Figure 4 : Automatic pumping or vacuum trap (Royles Ltd.)
A, B. Non-return valves F. Collar C. Exhaust valve G. Magnet D. Steam valve H. Spring E. Float J. Spindle
A high level feed tank will enable the pumps to handle warm feed water and can improve the overall efficiency of the plant. A typical pumping trap is shown in Figure 4. When the trap is empty, the exhaust valve C is open and the steam valve D is closed. Water flowing into the trap through the non-return valve A raises the float E until it compresses the spring H, exerting a force which plucks the spindle J away from the magnet G so that the exhaust valve is projected into the closed position and the steam valve D is opened through the movement- of the lever.
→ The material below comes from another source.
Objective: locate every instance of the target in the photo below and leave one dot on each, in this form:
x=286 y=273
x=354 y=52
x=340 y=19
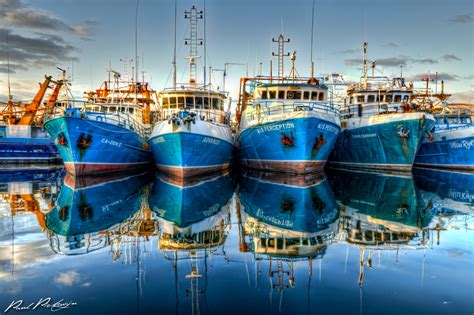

Steam is therefore admitted to the trap and drives out the water through the non-return valve B.
The float fails with the level of the water inside the trap and engages the collar F, pulling the spindle J down so that the exhaust valve opens and the steam valve closes. The cycle of operation is then repeated. Being float controlled, the trap operates only when water is flowing into it.
Maintenance of traps
A defective trap wastes steam and fails to ensure adequate heating. Poor heater performance can sometimes be traced to a defective steam trap. One remedy is to close in the steam outlet valve to perhaps half or quarter of a turn. Most traps can be regularly opened for inspection. The only exception is the thermodynamic type. When operating correctly this gives a characteristic 'click', usually at intervals of between 20 and 30 s so that its performance can be checked simply by listening.
Before inspecting any trap, it is advisable to check the strainer which should always be provided at the inlet of the trap. The contents of the strainer screen will give an indication of the cleanliness of the system. Fine dirt passing through the strainer is one of the chief causes of defective steam traps. Pieces of pipe scale or dirt jammed across the seat can prevent proper closure and if left for a period of time can give rise to wire drawing.
In most cases cleaning and reassembling should be sufficient to ensure satisfactory operation. If the thermodynamic type fails to operate after cleaning, then it could be that the disc and seat require lapping. Mechanical traps should be checked for defective floats and buckets and wear on any linkages, while the valves and seats should be renewed if necessary. In the case of thermostatic traps, the elements should be checked to ensure that they are sound. Particular care should be taken with the elements of bimetallic steam traps. Incorrect adjustment can give rise to excessive waterlogging or cause the traps to blow steam, while the elements themselves can sometimes assume a permanent 'set'.